Un nuovo centro sulle tracce dell’azione e del pensiero di De Gasperi.

Era nato il 3 aprile del 1881, dieci anni dopo Leone XIII promulgherà la Rerum novarum, l’enciclica destinata ad animare l’ingresso dei cattolici in politica. Oggi convegno e Messa a Santi Apostoli.

 

De Gasperi è un esempio per l’oggi, non per un passato che si vorrebbe morto. Uomo di eccezionale levatura politica, non si era piegato al fascismo e aveva ripreso subito a combattere, alla caduta del Regime, per la libertà e la democrazia, contro l’occupante nazista. Fu l’artefice della Ricostruzione, il padre con Schuman e Adenauer dell’europeismo, il fermo assertore dell’Alleanza atlantica come strumento di difesa e di pace. Non concepì il mandato ricevuto dagli elettori – la vittoria del 18 aprile andò anche oltre le più rosee aspettative  – in termini di mera gestione del potere. Fu criticato per il suo pragmatismo, ma si trattava di un approccio costruttivo e febbrile ai grandi problemi di un’Italia uscita a pezzi dalla seconda conflitto mondiale.

 

Oggi pomeriggio, a Santi Apostoli, lo ricorderemo nella ricorrenza della nascita: era venuto al mondo il 3 aprile del 1881, a Pieve Tesino, all’epoca territorio dell’Impero Austro-ungarico.
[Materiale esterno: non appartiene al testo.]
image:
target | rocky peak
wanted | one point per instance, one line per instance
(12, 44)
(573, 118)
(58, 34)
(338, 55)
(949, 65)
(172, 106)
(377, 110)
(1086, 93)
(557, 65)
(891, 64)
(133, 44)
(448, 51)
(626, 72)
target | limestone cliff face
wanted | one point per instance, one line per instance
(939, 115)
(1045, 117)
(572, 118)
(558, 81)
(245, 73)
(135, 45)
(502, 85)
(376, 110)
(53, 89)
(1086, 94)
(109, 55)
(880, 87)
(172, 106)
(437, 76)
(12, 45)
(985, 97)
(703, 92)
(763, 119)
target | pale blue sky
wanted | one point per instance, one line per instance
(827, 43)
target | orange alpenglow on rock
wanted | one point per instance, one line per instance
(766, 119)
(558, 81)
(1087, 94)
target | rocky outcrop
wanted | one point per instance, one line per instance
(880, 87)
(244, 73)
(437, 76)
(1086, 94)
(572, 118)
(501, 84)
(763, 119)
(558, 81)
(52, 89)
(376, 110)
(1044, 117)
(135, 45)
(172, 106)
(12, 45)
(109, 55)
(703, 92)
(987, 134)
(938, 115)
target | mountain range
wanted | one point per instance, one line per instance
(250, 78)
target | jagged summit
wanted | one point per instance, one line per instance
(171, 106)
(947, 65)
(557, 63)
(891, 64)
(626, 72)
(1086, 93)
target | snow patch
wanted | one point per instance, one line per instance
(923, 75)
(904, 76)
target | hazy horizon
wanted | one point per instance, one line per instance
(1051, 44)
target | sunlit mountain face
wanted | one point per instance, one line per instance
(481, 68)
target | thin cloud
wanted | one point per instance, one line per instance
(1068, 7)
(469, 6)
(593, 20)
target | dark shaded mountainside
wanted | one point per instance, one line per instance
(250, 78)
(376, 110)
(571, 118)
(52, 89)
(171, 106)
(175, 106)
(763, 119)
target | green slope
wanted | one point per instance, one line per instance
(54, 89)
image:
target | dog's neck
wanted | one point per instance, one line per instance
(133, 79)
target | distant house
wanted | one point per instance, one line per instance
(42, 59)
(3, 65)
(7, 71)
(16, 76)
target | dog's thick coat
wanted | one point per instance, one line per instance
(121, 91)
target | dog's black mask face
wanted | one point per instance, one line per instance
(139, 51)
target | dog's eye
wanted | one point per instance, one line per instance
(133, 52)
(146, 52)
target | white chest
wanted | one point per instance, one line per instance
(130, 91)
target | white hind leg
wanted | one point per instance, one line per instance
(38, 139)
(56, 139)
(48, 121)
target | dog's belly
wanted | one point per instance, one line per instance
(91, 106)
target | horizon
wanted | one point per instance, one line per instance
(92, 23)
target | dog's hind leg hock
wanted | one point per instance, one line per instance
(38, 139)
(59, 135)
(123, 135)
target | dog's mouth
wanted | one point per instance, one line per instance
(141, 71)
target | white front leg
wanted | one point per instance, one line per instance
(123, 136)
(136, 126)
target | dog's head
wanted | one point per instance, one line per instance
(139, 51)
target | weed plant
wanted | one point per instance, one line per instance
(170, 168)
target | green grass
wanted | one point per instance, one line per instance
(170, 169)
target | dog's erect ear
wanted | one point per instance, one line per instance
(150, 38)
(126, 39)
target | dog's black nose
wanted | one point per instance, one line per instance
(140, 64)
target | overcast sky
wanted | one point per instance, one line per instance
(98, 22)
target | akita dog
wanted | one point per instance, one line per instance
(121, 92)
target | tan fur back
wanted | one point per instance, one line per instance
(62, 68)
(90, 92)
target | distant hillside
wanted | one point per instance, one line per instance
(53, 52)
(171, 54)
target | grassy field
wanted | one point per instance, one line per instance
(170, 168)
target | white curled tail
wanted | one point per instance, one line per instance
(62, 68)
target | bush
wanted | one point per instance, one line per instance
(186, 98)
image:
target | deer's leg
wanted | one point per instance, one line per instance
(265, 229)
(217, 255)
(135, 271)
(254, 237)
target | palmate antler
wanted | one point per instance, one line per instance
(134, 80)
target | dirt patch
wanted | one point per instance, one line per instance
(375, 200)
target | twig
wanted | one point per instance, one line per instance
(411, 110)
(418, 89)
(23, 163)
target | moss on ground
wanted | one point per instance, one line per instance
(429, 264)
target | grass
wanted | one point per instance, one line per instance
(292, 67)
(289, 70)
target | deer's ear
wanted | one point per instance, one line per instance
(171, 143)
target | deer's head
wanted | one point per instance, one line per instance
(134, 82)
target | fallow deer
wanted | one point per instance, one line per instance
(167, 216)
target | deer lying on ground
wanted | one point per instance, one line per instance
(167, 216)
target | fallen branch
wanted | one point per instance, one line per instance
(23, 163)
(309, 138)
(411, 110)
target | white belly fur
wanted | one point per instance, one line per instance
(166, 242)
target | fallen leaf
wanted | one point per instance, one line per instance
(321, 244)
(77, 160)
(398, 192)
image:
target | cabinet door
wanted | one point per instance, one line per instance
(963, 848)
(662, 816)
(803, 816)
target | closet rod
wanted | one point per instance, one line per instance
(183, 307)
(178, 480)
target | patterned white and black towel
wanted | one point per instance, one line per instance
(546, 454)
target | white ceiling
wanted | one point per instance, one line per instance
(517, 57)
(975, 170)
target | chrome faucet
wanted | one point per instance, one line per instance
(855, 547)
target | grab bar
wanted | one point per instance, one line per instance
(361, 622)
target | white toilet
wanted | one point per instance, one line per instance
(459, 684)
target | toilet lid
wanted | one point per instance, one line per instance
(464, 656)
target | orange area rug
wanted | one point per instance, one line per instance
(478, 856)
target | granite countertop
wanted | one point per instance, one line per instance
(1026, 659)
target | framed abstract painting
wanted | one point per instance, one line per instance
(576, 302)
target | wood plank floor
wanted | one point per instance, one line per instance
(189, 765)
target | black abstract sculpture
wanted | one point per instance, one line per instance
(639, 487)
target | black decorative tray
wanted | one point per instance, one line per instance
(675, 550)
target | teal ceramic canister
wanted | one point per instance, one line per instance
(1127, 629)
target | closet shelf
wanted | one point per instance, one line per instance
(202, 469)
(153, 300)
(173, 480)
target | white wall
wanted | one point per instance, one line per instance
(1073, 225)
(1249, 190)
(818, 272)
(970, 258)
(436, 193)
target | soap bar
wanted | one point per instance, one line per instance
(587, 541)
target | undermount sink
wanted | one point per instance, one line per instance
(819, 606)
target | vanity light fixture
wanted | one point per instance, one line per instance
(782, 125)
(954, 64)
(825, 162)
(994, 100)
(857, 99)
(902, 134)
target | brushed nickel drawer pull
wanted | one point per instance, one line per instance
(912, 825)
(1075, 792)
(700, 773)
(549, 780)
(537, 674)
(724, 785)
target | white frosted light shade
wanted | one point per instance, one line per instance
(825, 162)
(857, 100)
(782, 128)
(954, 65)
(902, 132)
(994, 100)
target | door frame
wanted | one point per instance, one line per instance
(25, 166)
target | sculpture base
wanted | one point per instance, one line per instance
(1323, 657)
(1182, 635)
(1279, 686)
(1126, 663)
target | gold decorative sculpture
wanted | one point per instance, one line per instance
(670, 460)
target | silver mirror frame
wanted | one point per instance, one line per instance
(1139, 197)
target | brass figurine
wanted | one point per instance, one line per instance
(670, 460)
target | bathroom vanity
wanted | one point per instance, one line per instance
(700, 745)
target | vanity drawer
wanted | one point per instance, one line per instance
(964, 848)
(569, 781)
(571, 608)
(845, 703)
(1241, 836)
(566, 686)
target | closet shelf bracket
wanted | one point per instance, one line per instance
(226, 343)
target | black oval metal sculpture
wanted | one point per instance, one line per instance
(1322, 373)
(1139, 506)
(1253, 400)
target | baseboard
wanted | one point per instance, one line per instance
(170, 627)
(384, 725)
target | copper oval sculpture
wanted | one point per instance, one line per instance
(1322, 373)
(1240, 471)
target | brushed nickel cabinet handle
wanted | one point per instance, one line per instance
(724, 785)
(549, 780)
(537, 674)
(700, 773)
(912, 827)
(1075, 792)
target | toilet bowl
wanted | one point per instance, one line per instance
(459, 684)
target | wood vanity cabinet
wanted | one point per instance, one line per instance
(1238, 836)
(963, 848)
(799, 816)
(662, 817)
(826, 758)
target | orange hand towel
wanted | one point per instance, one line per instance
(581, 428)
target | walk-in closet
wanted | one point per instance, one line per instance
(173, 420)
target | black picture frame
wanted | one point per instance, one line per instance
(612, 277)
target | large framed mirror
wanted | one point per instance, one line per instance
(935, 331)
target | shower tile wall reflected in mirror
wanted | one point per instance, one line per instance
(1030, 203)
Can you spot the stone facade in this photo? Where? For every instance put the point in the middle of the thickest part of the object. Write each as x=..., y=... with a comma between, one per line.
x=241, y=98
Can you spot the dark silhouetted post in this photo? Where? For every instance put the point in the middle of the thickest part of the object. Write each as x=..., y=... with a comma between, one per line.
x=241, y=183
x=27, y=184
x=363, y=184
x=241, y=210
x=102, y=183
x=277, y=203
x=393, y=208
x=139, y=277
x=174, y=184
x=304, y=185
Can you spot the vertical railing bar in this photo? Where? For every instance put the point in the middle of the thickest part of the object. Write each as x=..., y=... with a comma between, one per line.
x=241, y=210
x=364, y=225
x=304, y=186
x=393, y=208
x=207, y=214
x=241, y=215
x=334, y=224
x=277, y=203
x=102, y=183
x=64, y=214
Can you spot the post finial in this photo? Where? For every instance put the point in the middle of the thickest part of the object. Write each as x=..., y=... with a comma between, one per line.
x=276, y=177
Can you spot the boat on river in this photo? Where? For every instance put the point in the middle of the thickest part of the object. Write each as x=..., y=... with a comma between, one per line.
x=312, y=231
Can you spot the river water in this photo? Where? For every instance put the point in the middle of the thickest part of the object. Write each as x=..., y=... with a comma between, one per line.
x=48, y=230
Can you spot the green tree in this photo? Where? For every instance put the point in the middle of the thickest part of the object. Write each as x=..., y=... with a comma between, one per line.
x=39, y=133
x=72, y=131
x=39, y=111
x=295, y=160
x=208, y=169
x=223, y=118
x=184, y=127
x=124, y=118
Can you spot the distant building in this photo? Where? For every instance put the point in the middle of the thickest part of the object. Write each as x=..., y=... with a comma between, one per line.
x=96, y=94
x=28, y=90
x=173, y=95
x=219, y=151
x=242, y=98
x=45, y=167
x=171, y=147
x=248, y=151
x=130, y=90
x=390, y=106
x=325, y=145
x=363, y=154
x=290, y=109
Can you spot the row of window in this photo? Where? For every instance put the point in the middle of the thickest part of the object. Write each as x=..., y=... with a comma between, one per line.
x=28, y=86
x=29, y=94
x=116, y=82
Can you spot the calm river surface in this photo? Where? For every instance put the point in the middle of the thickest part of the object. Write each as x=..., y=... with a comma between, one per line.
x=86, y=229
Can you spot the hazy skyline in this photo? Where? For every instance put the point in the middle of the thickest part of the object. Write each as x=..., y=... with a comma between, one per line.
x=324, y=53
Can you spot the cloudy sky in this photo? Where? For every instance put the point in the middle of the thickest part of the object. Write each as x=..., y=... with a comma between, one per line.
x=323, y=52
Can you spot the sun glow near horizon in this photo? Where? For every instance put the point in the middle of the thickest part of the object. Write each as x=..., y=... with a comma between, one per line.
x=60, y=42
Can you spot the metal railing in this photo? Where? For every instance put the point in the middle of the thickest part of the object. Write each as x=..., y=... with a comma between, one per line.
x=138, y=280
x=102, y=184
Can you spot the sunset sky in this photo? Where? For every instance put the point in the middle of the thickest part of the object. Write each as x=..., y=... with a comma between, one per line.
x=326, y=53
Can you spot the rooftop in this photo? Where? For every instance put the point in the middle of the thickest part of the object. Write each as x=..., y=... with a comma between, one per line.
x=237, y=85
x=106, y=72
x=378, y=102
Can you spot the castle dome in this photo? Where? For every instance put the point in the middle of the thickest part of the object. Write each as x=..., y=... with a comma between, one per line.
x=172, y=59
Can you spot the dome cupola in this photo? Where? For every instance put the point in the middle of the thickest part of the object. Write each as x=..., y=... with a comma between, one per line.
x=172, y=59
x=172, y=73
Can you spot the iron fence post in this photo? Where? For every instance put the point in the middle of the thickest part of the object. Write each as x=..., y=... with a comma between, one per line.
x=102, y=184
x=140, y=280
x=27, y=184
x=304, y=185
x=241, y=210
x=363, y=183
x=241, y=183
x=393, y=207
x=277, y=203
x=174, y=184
Dieci anni dopo, il 15 maggio del 1891, Papa Leone XIII promulgherà la famosa Rerum novarum, l’enciclica destinata ad animare con lo spirito delle “cose nuove” l’ingresso dei cattolici nella politica dei tempi moderni. Una vera rivoluzione! Lo ricorderemo con l’intento di “mettere a verbale” che la lezione di cui si è fatto interprete nel tormentato dopoguerra ci riguarda e ci sollecita, oggi più che mai, perché ancora una volta il Paese è chiamato a fare i conti con se stesso, con le sue fragilità e inefficienze; ma certo anche con le sue indubbie potenzialità, anzitutto per non perdere l’occasione del Piano di rilancio economico approntato dalla Ue (Pnrr) e per contribuire, nel mezzo di una guerra che morde ai fianchi dell’Europa e spinge a ridisegnare gli equilibri internazionali, a rafforzare la coesione sovranazionale quale condizione più efficace a garantire la pace.

 

De Gasperi sentiva molto – lui europeista convinto – l’idea di patria e amava ricordare che la Resistenza rappresentava il secondo Risorgimento dell’Italia, specie per le masse cattoliche che dal processo risorgimentale, sfociante nella formazione dell’Unità nazionale, erano rimaste escluse. Ebbene, la sua spartana visione della politica lo motivava a ricercare una formula di concretezza. Ai partigiani della Federazione italiana volontari della libertà, a congresso nel 1950, faceva notare: “…abbiamo bisogno che le parole abusate di «patriottismo», di «Nazione», di «elevazione popolare», prendano un senso più adeguato alla situazione, prendano un senso più concreto e più giusto […]”. E aggiungeva più avanti, a coronamento del suo discorso, ciò che urgeva sotto quell’appello: “E quando diciamo di amare la patria, bisogna voler dire: lavorare, continuare nello sforzo pazientemente, fino a che al popolo italiano sia data la possibilità di una giustizia sociale che oggi non ha, che oggi non abbiamo la possibilità di assicurare perché ancora ci sono quelli che assorbono una quota troppo grande del reddito nazionale. […] noi abbiamo il dovere di una perequazione più giusta e più sana”.

 

Sono parole che possiamo e dobbiamo fare nostre in questo frangente di vita economica e sociale, con problemi analoghi in tutto l’Occidente. Guardiamo all’Europa e miriamo alla pace: sono motivi ideali, questi, che appartengono al patrimonio del cattolicesimo politico. Ben sappiamo, tuttavia, come sia necessario in questo orizzonte preservare la forza della coerenza. Specie per la pace. Certo, c’è bisogno di ideali alti, ma strutturati sulla base di precise indicazioni, per aderire a un’istanza popolare di giustizia ed equità. E perciò il “centro che cammina verso sinistra”, secondo la felice sintesi degasperiana, ha un ancoraggio imprescindibile nel solidarismo e vive, aggiornando programmi e soluzioni, nella prospettiva di una crescita aderente sempre più al rispetto del “bene comune”. Questo centro lo dobbiamo reinventare.